Sophos Home antivirus review

If you’re a home or non-commercial user then Sophos Home has one huge appealing factor compared to others we’ve reviewed: It’s free of charge.

The guys at Sophos do this because it’s good PR for their real business, which is enterprise-grade computer security. OK, so you might not run an IT department, and the largesse might therefore be lost on you. But who’s about to complain?

A caveat to the free version is that some of its Premium features will expire after 30 days. For free you’ll get the real-time antivirus, parental web filtering, web protection from known malicious sites and remote management.

But if you want advanced real-time protection, advanced ransomware protection, privacy protection, live email and chat support and up to 10 devices, you can upgrade to Premium for £40 per year.

Sophos Home is mercifully minimalist, consisting only of a menu bar icon and an accompanying pop-out notification through which you can commence virus scans, or monitor the scan progress. Just to make that absolutely clear, there isn’t actually any kind of application window with this app.

Rather crazily, if you click the Show All Activity link in the pop-up, or you click Preferences on the menu, you’re directed to the Sophos Cloud web page. Here you can view the results of scans and make changes to your account. It’s also the only place you can view the results of virus scans.

Installation involved creating the aforementioned cloud account, which is also free, and then installing the app. Some text at the end of the installation routine told us to authorise installation of the kernel module, which was easy to miss but a step in the right direction compared to some of the apps reviewed here that don’t even bother to mention it.

Our first attempts at using Sophos Home weren’t successful. We opted for a full scan, despite the app suggesting this wasn’t really necessary unless a quick scan had found something. While the scan was taking place a quick scan then started automatically, so we had two scans taking place at the same time. The quick scan reported nothing was found (which wasn’t good considering 10 viruses lurked in the Download folder). However, looking at the pop-up showed that apparently the quick scan had somehow been aborted.

And then a few minutes later the entire thing crashed and the menu bar icon disappeared.

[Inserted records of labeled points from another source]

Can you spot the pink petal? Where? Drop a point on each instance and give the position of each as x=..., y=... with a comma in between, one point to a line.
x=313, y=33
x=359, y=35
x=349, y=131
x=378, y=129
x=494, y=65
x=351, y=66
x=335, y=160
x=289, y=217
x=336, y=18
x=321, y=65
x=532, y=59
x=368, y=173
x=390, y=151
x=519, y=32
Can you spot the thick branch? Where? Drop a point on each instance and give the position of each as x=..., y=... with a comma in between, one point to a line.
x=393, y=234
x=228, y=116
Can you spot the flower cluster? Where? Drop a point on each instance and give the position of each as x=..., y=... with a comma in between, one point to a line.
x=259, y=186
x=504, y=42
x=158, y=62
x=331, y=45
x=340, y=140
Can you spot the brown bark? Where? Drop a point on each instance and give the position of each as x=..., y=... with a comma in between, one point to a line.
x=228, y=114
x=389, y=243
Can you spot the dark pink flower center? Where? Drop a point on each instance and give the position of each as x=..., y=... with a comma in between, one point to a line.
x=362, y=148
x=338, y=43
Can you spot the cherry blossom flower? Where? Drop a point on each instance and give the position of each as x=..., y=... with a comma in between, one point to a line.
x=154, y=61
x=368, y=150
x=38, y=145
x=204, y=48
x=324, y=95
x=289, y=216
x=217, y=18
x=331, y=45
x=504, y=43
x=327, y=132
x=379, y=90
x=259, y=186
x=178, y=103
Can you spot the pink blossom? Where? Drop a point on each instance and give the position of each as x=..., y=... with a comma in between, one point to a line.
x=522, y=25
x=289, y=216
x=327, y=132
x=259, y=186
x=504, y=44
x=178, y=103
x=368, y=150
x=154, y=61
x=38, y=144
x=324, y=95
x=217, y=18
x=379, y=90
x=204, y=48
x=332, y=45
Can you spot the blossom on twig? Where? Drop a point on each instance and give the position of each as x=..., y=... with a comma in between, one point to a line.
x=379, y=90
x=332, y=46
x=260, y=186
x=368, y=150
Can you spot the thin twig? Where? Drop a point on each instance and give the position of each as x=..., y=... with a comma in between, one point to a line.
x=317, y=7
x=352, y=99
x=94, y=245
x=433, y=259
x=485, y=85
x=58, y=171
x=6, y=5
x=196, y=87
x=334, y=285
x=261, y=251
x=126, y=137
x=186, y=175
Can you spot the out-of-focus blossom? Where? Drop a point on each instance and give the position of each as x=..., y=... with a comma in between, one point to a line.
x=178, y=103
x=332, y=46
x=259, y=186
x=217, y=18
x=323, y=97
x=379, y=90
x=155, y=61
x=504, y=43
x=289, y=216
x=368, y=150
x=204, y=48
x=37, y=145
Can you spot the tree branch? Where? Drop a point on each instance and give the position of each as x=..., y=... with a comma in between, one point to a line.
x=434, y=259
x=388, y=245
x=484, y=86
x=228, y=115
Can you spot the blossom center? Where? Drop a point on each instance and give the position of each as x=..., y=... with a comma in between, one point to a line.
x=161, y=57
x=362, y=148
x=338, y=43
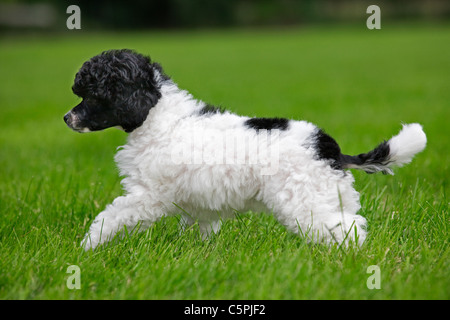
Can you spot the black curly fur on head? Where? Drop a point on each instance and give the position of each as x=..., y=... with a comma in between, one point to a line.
x=118, y=88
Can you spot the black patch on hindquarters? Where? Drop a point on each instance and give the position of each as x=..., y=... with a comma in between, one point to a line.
x=328, y=149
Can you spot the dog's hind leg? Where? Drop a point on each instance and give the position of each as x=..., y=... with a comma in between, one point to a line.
x=321, y=212
x=131, y=212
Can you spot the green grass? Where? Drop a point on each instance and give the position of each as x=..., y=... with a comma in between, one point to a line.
x=357, y=84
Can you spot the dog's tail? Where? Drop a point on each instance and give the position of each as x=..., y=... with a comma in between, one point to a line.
x=397, y=151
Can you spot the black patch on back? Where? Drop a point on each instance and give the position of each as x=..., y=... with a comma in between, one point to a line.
x=327, y=148
x=267, y=123
x=209, y=109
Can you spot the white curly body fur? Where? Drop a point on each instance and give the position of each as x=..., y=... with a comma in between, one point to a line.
x=304, y=193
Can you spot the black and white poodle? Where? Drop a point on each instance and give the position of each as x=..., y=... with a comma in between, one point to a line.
x=186, y=157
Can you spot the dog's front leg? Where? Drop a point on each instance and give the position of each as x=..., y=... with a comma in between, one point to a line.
x=127, y=211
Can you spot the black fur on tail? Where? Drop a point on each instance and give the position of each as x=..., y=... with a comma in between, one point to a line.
x=371, y=162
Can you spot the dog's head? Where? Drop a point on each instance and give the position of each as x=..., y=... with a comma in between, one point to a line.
x=118, y=88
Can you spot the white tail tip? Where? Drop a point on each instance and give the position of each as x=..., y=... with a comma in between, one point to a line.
x=410, y=140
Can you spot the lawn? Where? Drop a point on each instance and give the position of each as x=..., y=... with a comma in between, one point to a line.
x=358, y=85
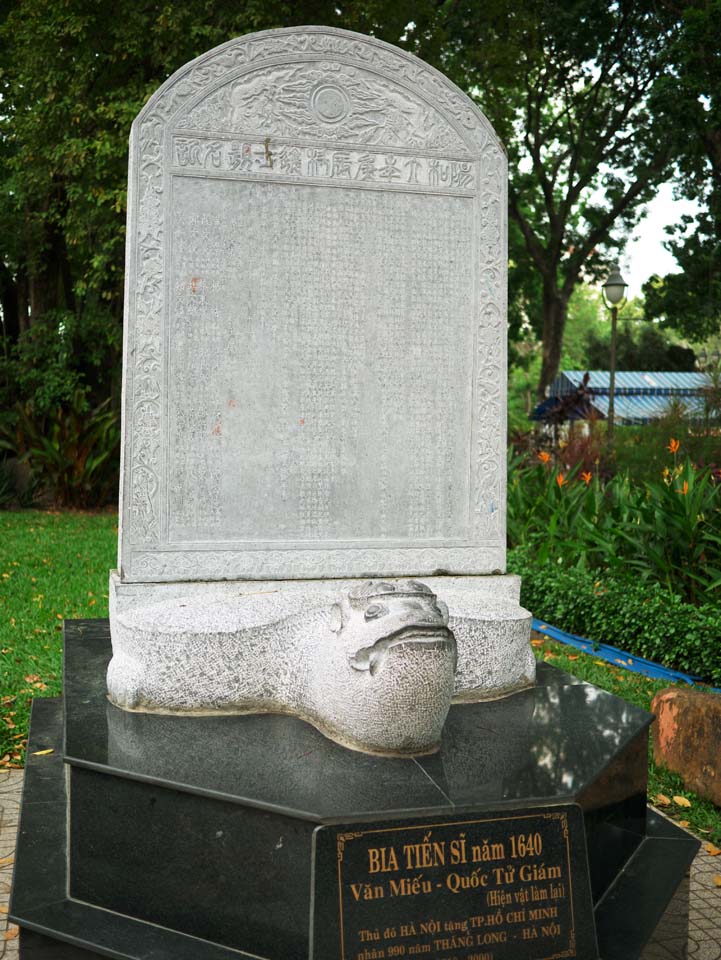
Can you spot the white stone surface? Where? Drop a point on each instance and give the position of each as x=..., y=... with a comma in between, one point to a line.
x=314, y=395
x=315, y=319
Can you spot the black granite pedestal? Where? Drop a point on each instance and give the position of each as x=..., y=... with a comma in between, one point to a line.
x=176, y=838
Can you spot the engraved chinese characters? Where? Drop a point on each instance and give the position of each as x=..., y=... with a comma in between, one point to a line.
x=315, y=320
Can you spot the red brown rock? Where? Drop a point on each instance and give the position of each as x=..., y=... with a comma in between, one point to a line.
x=687, y=738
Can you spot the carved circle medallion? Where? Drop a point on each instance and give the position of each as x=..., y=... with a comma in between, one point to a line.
x=330, y=103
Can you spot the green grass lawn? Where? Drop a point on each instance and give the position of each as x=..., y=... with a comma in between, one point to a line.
x=55, y=566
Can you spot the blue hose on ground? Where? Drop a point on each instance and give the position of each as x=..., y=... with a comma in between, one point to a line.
x=617, y=657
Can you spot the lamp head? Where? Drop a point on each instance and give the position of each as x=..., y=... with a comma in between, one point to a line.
x=614, y=288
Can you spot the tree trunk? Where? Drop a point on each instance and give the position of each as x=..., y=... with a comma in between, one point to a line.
x=9, y=305
x=555, y=310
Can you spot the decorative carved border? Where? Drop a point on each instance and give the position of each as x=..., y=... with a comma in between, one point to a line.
x=141, y=549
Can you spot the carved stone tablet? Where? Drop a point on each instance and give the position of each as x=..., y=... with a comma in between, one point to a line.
x=315, y=319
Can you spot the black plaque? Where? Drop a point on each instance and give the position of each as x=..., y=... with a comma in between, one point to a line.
x=508, y=885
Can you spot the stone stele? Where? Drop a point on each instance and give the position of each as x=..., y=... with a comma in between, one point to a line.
x=314, y=395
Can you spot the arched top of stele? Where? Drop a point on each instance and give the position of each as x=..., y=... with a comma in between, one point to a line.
x=314, y=363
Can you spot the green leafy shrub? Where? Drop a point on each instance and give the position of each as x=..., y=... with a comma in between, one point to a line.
x=666, y=531
x=72, y=451
x=637, y=616
x=7, y=485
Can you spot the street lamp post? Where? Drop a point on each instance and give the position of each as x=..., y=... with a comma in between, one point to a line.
x=614, y=293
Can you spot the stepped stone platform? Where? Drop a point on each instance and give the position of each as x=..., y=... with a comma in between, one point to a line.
x=193, y=837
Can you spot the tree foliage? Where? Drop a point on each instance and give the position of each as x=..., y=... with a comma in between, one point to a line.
x=584, y=95
x=690, y=300
x=568, y=86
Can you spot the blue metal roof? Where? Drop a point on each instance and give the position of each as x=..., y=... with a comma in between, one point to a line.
x=641, y=383
x=639, y=396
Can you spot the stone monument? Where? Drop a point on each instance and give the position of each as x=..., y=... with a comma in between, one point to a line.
x=314, y=392
x=312, y=529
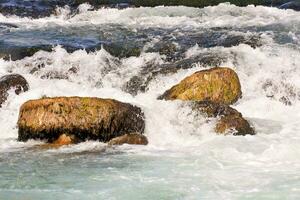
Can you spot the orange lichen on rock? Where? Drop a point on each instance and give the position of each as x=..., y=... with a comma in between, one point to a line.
x=137, y=139
x=219, y=85
x=86, y=118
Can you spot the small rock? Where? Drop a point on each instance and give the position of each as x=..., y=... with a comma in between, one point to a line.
x=219, y=85
x=230, y=121
x=12, y=81
x=137, y=139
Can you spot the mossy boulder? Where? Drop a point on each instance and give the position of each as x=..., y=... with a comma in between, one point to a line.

We opened the app again via the Applications list of Finder, and suddenly there were two Sophos Home menu bar icons.

OK, it was clearly time for a reboot! We’re pleased to say that, after this, we encountered no more problems.

A full scan took around 20 minutes. Sophos Home found all ten of our viruses and deleted six of them (MineSteal, Inqtana, KoobFace, Filecoder, Macarena and WeaponX). It found but didn’t clean-up three others (BadBunny, Clapzok and Repepo), choosing instead to warn us about them. It also found XcodeGhost but couldn’t remove that because doing so was impossible thanks to it being within a read-only DMG file.

Quite why it didn’t remove those three viruses is a bit of a mystery. When we extracted our virus samples from their password protected archives, Sophos Home’s always-on scanner near-instantly deleted almost all except BadBunny, Clapzok, and Renepo – those also being the ones it didn’t automatically delete earlier.

However, it did notify us of their presence, repeating the message via a notification message that it was unable to delete them. However, this time it let us place Inqtana back onto our system, and there was no warning of any kind.

We’re not sure if Sophos Home offers scheduled scanning. There are no preference options to control this but considering it commenced its own quick scan shortly after installation then we guess that some kind of periodic automated scanning takes place. Outside of this, however, you get the always-on protection mentioned earlier. There doesn’t appear to be any kind of quarantine feature in Sophos Home – viruses can only be removed.


All in all, the fact that Sophos Home caught all ten of our viruses is impressive. The fact it didn’t automatically delete three of them was odd. While this perhaps indicate Sophos Home isn’t quite the fuss-free experience it claims, if you know what you’re doing and don’t mind a little DIY deletion, then there’s little doubt that – at zero cost – Sophos Home offers unbeatable value.

As far as we know it’s the only free-of-charge antivirus app for the Mac that offers always-on protection. Other free of charge Mac antivirus apps only offer on-demand scanning.